# Is a Visa needed to stay in Italy after getting married?



## mstefanou

Hello,

I'm getting married in Italy to an Italian and we will live in Milan. (He lives there now and I am moving from the U.S.) We will have a civil ceremony within 90 days after I arrive. My question is do I need a familial visa or can I enter as a tourist and then file for residency once we have the marriage certificate?

Thank you for sharing your experience, anyone who's gone through this themselves.

Cheers!


----------



## panama rick

Good morning. I thought someone would reply before this, so I'll tell you what I did in a similar situation. My wife applied for citizenship through Jure Sanguinis and once that was completed I began my process for residency. I did this as a tourist. So to answer your question, you can enter Italy as a tourist, get married, apply for residency. It's a fairly simple but time consuming process. You go to the local Questura with your husband and marriage certificate and apply. You will be fingerprinted for a background check and you may be asked for financial solvency (I was). You will be issued a temporary Permesso di Soggiorno. Mine is good for 5 years and it allows you receive residency (separate process). The process will take 4 to 5 months. The one thing you can't do with a temporary permesso is to travel to or through another Schengen country. So if you need to go to the US you'll need to go direct.
I hope this helps.


----------



## Italia-Mx

For an American to marry an Italian citizen in Italy, I'm pretty sure the American must first make a visit to the US Embassy. I doubt that you can simply enter on a tourist visa and obtain a marriage license in Italy.


----------



## panama rick

Italia-mx is correct. You need US permission to marry by getting a "Nulla Osta" from a US consulate.


----------



## ohio2dc

Thank you for the replies! We will get the nulla osta at the consulate in Milano. I think I'm prepared with the documents to get married. Now I'm trying to get educated on what to do in order to stay. 

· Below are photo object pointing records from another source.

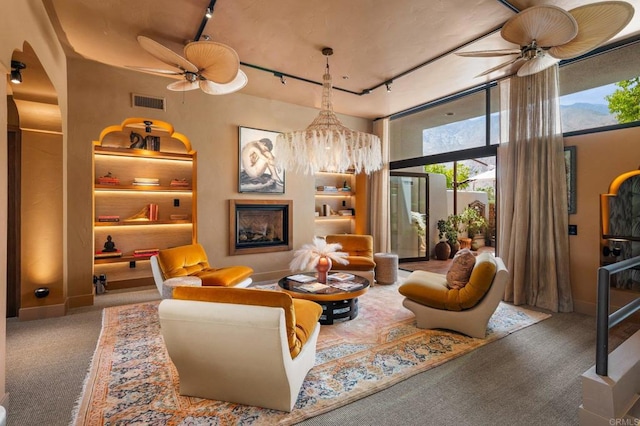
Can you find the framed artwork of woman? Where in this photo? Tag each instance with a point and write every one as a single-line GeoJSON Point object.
{"type": "Point", "coordinates": [257, 169]}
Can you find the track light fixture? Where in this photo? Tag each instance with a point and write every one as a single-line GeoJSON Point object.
{"type": "Point", "coordinates": [16, 76]}
{"type": "Point", "coordinates": [282, 79]}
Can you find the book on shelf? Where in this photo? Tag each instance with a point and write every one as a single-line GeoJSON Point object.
{"type": "Point", "coordinates": [108, 181]}
{"type": "Point", "coordinates": [153, 211]}
{"type": "Point", "coordinates": [145, 252]}
{"type": "Point", "coordinates": [326, 188]}
{"type": "Point", "coordinates": [312, 287]}
{"type": "Point", "coordinates": [179, 182]}
{"type": "Point", "coordinates": [108, 218]}
{"type": "Point", "coordinates": [106, 254]}
{"type": "Point", "coordinates": [301, 278]}
{"type": "Point", "coordinates": [146, 181]}
{"type": "Point", "coordinates": [341, 276]}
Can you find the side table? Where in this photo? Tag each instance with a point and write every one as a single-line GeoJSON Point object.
{"type": "Point", "coordinates": [386, 267]}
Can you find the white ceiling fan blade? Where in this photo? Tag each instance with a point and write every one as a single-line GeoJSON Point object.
{"type": "Point", "coordinates": [183, 86]}
{"type": "Point", "coordinates": [547, 25]}
{"type": "Point", "coordinates": [216, 62]}
{"type": "Point", "coordinates": [597, 23]}
{"type": "Point", "coordinates": [489, 53]}
{"type": "Point", "coordinates": [157, 71]}
{"type": "Point", "coordinates": [236, 84]}
{"type": "Point", "coordinates": [166, 55]}
{"type": "Point", "coordinates": [505, 64]}
{"type": "Point", "coordinates": [536, 65]}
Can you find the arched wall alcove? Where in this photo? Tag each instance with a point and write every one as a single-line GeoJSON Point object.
{"type": "Point", "coordinates": [40, 252]}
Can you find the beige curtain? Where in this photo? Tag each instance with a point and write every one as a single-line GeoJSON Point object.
{"type": "Point", "coordinates": [533, 237]}
{"type": "Point", "coordinates": [380, 225]}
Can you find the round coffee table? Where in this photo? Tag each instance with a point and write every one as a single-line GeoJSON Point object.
{"type": "Point", "coordinates": [337, 304]}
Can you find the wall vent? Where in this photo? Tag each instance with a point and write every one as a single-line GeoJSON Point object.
{"type": "Point", "coordinates": [145, 101]}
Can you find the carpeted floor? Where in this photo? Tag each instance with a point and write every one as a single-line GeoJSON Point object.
{"type": "Point", "coordinates": [530, 377]}
{"type": "Point", "coordinates": [133, 381]}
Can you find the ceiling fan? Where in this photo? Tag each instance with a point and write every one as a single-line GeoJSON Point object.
{"type": "Point", "coordinates": [547, 34]}
{"type": "Point", "coordinates": [212, 67]}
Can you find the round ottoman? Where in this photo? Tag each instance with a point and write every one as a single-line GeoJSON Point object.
{"type": "Point", "coordinates": [171, 283]}
{"type": "Point", "coordinates": [386, 267]}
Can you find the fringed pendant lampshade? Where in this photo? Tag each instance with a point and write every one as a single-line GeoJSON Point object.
{"type": "Point", "coordinates": [327, 145]}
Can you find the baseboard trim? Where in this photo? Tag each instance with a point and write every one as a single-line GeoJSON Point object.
{"type": "Point", "coordinates": [80, 301]}
{"type": "Point", "coordinates": [42, 312]}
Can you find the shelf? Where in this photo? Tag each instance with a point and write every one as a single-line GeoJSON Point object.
{"type": "Point", "coordinates": [142, 153]}
{"type": "Point", "coordinates": [143, 222]}
{"type": "Point", "coordinates": [120, 259]}
{"type": "Point", "coordinates": [142, 188]}
{"type": "Point", "coordinates": [335, 194]}
{"type": "Point", "coordinates": [336, 217]}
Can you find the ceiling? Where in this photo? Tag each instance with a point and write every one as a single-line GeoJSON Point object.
{"type": "Point", "coordinates": [373, 42]}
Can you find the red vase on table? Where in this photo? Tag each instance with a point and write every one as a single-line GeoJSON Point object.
{"type": "Point", "coordinates": [323, 267]}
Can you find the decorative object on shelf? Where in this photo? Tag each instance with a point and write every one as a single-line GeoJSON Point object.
{"type": "Point", "coordinates": [146, 182]}
{"type": "Point", "coordinates": [257, 167]}
{"type": "Point", "coordinates": [100, 283]}
{"type": "Point", "coordinates": [319, 255]}
{"type": "Point", "coordinates": [108, 218]}
{"type": "Point", "coordinates": [109, 250]}
{"type": "Point", "coordinates": [108, 179]}
{"type": "Point", "coordinates": [326, 144]}
{"type": "Point", "coordinates": [109, 245]}
{"type": "Point", "coordinates": [149, 212]}
{"type": "Point", "coordinates": [179, 183]}
{"type": "Point", "coordinates": [145, 252]}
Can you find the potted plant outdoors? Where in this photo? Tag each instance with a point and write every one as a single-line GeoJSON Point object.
{"type": "Point", "coordinates": [454, 223]}
{"type": "Point", "coordinates": [442, 249]}
{"type": "Point", "coordinates": [476, 224]}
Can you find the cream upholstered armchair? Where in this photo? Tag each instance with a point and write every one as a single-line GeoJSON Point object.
{"type": "Point", "coordinates": [466, 310]}
{"type": "Point", "coordinates": [247, 346]}
{"type": "Point", "coordinates": [188, 265]}
{"type": "Point", "coordinates": [360, 250]}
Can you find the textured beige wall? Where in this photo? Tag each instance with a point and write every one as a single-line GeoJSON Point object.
{"type": "Point", "coordinates": [600, 157]}
{"type": "Point", "coordinates": [24, 21]}
{"type": "Point", "coordinates": [100, 96]}
{"type": "Point", "coordinates": [41, 221]}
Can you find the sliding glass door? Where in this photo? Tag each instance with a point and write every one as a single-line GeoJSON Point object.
{"type": "Point", "coordinates": [409, 204]}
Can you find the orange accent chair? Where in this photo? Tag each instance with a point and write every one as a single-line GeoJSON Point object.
{"type": "Point", "coordinates": [360, 250]}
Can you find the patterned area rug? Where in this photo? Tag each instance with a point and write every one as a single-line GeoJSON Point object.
{"type": "Point", "coordinates": [131, 379]}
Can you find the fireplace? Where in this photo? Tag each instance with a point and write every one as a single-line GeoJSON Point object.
{"type": "Point", "coordinates": [260, 226]}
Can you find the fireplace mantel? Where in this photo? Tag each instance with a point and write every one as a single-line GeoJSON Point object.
{"type": "Point", "coordinates": [260, 226]}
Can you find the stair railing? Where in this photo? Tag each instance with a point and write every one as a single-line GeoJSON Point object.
{"type": "Point", "coordinates": [604, 320]}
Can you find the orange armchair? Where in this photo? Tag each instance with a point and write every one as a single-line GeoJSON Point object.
{"type": "Point", "coordinates": [360, 250]}
{"type": "Point", "coordinates": [189, 262]}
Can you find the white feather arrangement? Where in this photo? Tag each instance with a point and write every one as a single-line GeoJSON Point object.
{"type": "Point", "coordinates": [308, 255]}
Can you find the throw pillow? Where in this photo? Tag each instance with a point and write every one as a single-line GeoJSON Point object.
{"type": "Point", "coordinates": [461, 268]}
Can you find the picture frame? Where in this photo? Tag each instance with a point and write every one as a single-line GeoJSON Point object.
{"type": "Point", "coordinates": [257, 172]}
{"type": "Point", "coordinates": [570, 167]}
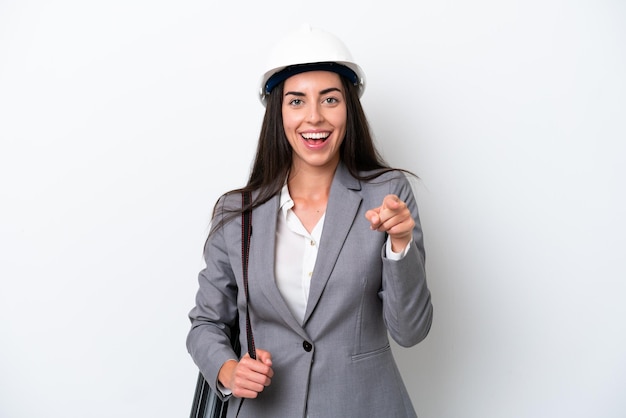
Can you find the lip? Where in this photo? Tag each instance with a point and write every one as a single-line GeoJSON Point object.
{"type": "Point", "coordinates": [315, 139]}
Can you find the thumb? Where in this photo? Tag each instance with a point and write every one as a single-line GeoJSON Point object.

But one thing Panama Rick said surprises me -- you cannot travel to another Shengen country with the temporary permesso. Does that mean even a short weekend vacation? Is the temporary permesso affixed to your passport? I had assumed we could visit other Europen (Schengen) countries as tourists.

Thank you,
Madalene


----------



## panama rick

You can travel as a tourist. But remember after 90 days you are no longer a tourist. I researched the temporary permesso and one of the restrictions is traveling to or through any Schengen country. I believe the logic behind that you have not been fully vetted and could be denied a permesso. So I would recommend you begin the process as soon as possible. Lastly the permesso is a separate document and not affixed to your passport. Hope this helps, best of luck.


----------



## garner

Hello, I understand that you have an U.S passport. With your passport you can visit Schengen countries without any visa up to 90 days. So if you get married within 90 days then you can apply for residency. You can ask the Italian Embassy in your country for further clarifications and also your partner can get information from immigration offices (its called questura in italian)


----------



## Italia-Mx

If you get married within the 90 day period of your American visa waiver, your Italian spouse must then take you to the anagrafe/commune and apply for your permission to remain in Italy based on marriage to an Italian. You cannot do this by yourself. Also you cannot travel alone outside of Italy. You can travel in the EU only with your spouse until you are granted legal, permanent residency.


----------